La ONPE y la elección que evidenció, otra vez, la ineficiencia del Estado
Las Elecciones Generales de 2026 dejaron al descubierto una falla estructural del Estado peruano: su incapacidad para gestionar servicios públicos esenciales incluso después de años de preparación. La Oficina Nacional de Procesos Electorales (ONPE), cuya única misión es organizar un día de votación cada cinco años, no logró garantizar el derecho básico al sufragio. Lo que debía ser un proceso previsible terminó convertido en una jornada marcada por improvisación, retrasos y decisiones que hoy están bajo investigación.
Un problema que comenzó mucho antes
Los problemas comenzaron antes del 12 de abril. El proceso de selección de la empresa encargada del transporte del material electoral —Servicios Generales Galaga— generó cuestionamientos desde el inicio. Aunque era la opción más cara, ganó el contrato en un concurso donde las empresas competidoras denunciaron criterios inconsistentes. Hermes, una de las postoras, señaló que la ONPE redujo arbitrariamente las dimensiones registradas de sus vehículos, pese a que los términos de referencia exigían usar únicamente la información consignada en la tarjeta de circulación. Ese tipo de decisiones alimentó dudas sobre la transparencia del proceso y sobre la capacidad de supervisión del organismo electoral.
El día de la elección confirmó los temores. Miles de mesas no pudieron instalarse a las 7:00 a.m., como exige la ley. En distritos como San Juan de Miraflores, Lurín, Pachacámac, Surco, Miraflores y Magdalena, el material electoral llegó con horas de retraso. Las consecuencias fueron inmediatas: colas interminables, desorden y ciudadanos que tuvieron que abandonar los locales sin poder votar. Pasadas las 2 p.m., la propia ONPE reconoció que más de 63,000 personas en Lima Metropolitana no pudieron ejercer su derecho por falta de material indispensable. En un país donde el voto es obligatorio, esta no es una falla técnica: es una vulneración directa del servicio público más básico en democracia.

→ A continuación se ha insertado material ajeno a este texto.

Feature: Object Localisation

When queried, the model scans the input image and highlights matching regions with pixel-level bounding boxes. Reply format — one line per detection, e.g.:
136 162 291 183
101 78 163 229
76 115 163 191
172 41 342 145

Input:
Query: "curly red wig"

Respuestas insatisfactorias; consecuencias graves
La respuesta institucional fue igual de problemática. La Junta Nacional de Justicia abrió una investigación preliminar contra el jefe de la ONPE, Piero Corvetto, por presuntas faltas graves que habrían afectado el derecho al voto y “menoscabado la dignidad del cargo”. El Jurado Nacional de Elecciones presentó una denuncia penal contra Corvetto y otros funcionarios. La Dirección Contra la Corrupción de la Policía Nacional lo citó como parte de una investigación por fallas técnicas y logísticas. La sede de la ONPE fue allanada y el exgerente de Gestión Electoral, José Samané Blas, fue detenido tras renunciar horas antes, aumentando las dudas sobre la cadena de responsabilidades internas.
Corvetto intentó atribuir los retrasos a la empresa Galaga. Sin embargo, los abogados de la transportista afirmaron que cumplieron con los horarios de recojo y despacho, y que las demoras se originaron dentro de la ONPE. Especialistas y exfuncionarios respaldaron esta versión: Fernando Tuesta Soldevilla recordó que la supervisión del traslado del material es indelegable; Percy Medina señaló que la ONPE debió anticipar riesgos; José Tello Alfaro afirmó que la magnitud de los retrasos no puede atribuirse solo a un proveedor; Jorge Jáuregui cuestionó la ausencia de protocolos de contingencia; y Milagros Suito enfatizó que la cadena de custodia es responsabilidad exclusiva del organismo. A ellos se suman José Manuel Villalobos, Julio Silva, Carlo Magno Salcedo, Jorge Aragón y Samuel Rotta, quienes coinciden en que hubo fallas estructurales de supervisión y control.
La crisis de la ONPE en 2026 no es un episodio aislado: es un recordatorio de que cuando el Estado gestiona mal, los ciudadanos pagan el costo. Miles no pudieron votar, se desperdiciaron recursos públicos y se debilitó la confianza en el sistema electoral. La legitimidad de un proceso democrático no depende solo de los votos, sino de la capacidad del Estado para garantizar que esos votos puedan emitirse. Y esta vez, esa capacidad falló.